L’atteinte de cet « idéal » nazi passe donc, nous l’avons compris, par un encadrement strict de la sexualité, conditionnée, orchestrée, dogmatisée. Plusieurs « types » de sexualité sont alors mis en avant par la chercheuse. Une sexualité tout d’abord dite « exemplaire » : l’idéaltype du couple hétérosexuel. Une sexualité sanctionnée : l’homosexualité. Tolérée : prostitution et violences sexuelles, et finalement encouragée : les enfants naturels et la construction d’une famille. Dans le rapport qu’ils entretiennent à leur corps et à celui d’Autrui, c’est l’honneur, le grade, et parfois la vie même des SS qui sont en jeu.
Mais non content d’être un « idéal-type », le couple hétérosexuel est lui aussi modelé et épié, tâche dont Himmler se chargeait souvent en personne et au cas par cas, s’il vous plaît. La liste des exigences requises pour un mariage entre un homme et une femme sous le IIIème Reich nous fait osciller entre rire et désespoir. A vous de juger, les pièces devant être fournies par les deux « candidats » au mariage étant : un arbre généalogique remontant au 18 siècle des deux partis, un questionnaire médical d’hérédité pour chacun, des renseignements sur les familles respectives, des preuves photographiques de la qualité raciale des fiancés, des déclarations sur l’honneur des deux citoyens se portant garants du mariage, et finalement, après une visite médicale poussée, un CV manuscrit soumis au Bureau de la Race et du peuplement. Férocement romantique.
Mais une fois l’autorisation acquise, ce n’est que le début du processus. Les candidats une fois mariés, Himmler attend la progéniture. Et si l’enfant ne pointe pas son nez dans un délai « convenable », il interfère : un haut fonctionnaire SS en bonne santé, cela va de soi, se doit d’avoir au moins quatre enfants. Mais dans cette logique de productivisme racial, tout en fait n’est pas « digne » d’être accepté dans la société : le régime tout puissant est en mesure de les écarter de leur famille, et même de la société, s’ils présentent des signes de faiblesses, maladies physiques, ou mentales. La pression biologique est constante.
Mais cette politique draconienne, intransigeante et totalitaire n’est pas si conservatrice qu’elle pourrait le laisser croire : ce n’est qu’un côté de la médaille. Le revers en est qu’Himmler rendait le divorce facile et « express » en cas de maladie génétique des enfants, de « défaillance » dans l’acte sexuel ou la procréation, ou encore en cas de découverte de judéité. La prostitution et les violences sexuelles étaient également tolérées, créant une faille supposée libératrice pour les passions de ces messieurs, une brèche dans la machine implacable du devoir reproducteur. Dans la l’affolante logique d’Himmler, cela permet aux SS de rompre un mariage et de s’investir dans une nouvelles relation… pour « produire », c’est le mot, toujours plus d’enfants.

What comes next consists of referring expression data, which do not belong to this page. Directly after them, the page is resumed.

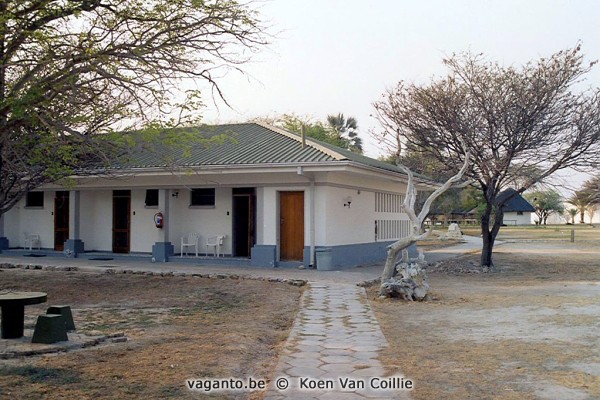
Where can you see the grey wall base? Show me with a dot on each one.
(161, 251)
(332, 257)
(352, 255)
(74, 246)
(3, 243)
(263, 255)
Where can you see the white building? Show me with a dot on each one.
(517, 211)
(273, 198)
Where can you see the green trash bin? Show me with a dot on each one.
(324, 262)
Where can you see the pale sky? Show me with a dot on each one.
(333, 56)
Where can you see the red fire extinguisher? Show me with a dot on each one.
(159, 220)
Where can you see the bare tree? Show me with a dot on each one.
(74, 74)
(517, 122)
(417, 229)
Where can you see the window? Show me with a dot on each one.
(34, 200)
(202, 197)
(151, 198)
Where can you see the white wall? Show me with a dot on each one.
(96, 219)
(347, 225)
(334, 223)
(206, 221)
(39, 221)
(511, 218)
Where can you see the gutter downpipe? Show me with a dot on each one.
(311, 179)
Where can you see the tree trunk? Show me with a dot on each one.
(393, 251)
(486, 251)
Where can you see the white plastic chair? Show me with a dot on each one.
(216, 242)
(189, 240)
(32, 240)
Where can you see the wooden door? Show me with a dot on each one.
(121, 220)
(243, 221)
(291, 229)
(61, 220)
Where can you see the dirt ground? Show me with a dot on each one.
(529, 331)
(178, 328)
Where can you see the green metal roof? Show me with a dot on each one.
(245, 144)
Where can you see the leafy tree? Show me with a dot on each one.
(74, 73)
(572, 212)
(587, 198)
(524, 123)
(346, 130)
(546, 203)
(581, 200)
(325, 132)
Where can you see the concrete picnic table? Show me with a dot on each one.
(13, 311)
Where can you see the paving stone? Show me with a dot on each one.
(337, 370)
(338, 359)
(335, 335)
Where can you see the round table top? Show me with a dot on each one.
(24, 298)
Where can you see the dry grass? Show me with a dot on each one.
(583, 233)
(178, 328)
(527, 332)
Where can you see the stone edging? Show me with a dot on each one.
(67, 346)
(293, 282)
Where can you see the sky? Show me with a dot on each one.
(332, 56)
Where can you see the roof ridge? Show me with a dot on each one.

Sexualité contrôlée, balisée, vie de couple et mariages dogmatisés et ritualisés jusqu’à la folie hygiéniste et eugénique, autant d’évocations terrifiantes aujourd’hui qui définissaient ce que se devait d’être le haut fonctionnaire SS. L’angle d’approche peu commun choisi par Elissa Mailander permet ainsi d’explorer, de comprendre et d’analyser sous le prisme de l’intime, la globalité et la volonté de transformation anthropologique et totalitaire du IIIème Reich, dont la surveillance hégémonique s’exerçait aussi bien sur les populations qu’il avait « soumises » que sur ses hommes supposés de confiance.
*FACSEM de Elissa MAILANDER, associate professor au Centre d’histoire de Sciences Po, autour du thème « Une sexualité disciplinée ? Amour, mariage et rapports sexuels chez les SS ». Les FacSem (Faculty seminar) sont des conférences inaugurales permettant aux nouveaux enseignants-chercheurs et chercheurs de Sciences Po de faire une présentation de leurs recherches sous la forme d’un exposé d’une heure, consacré à un sujet de leur choix.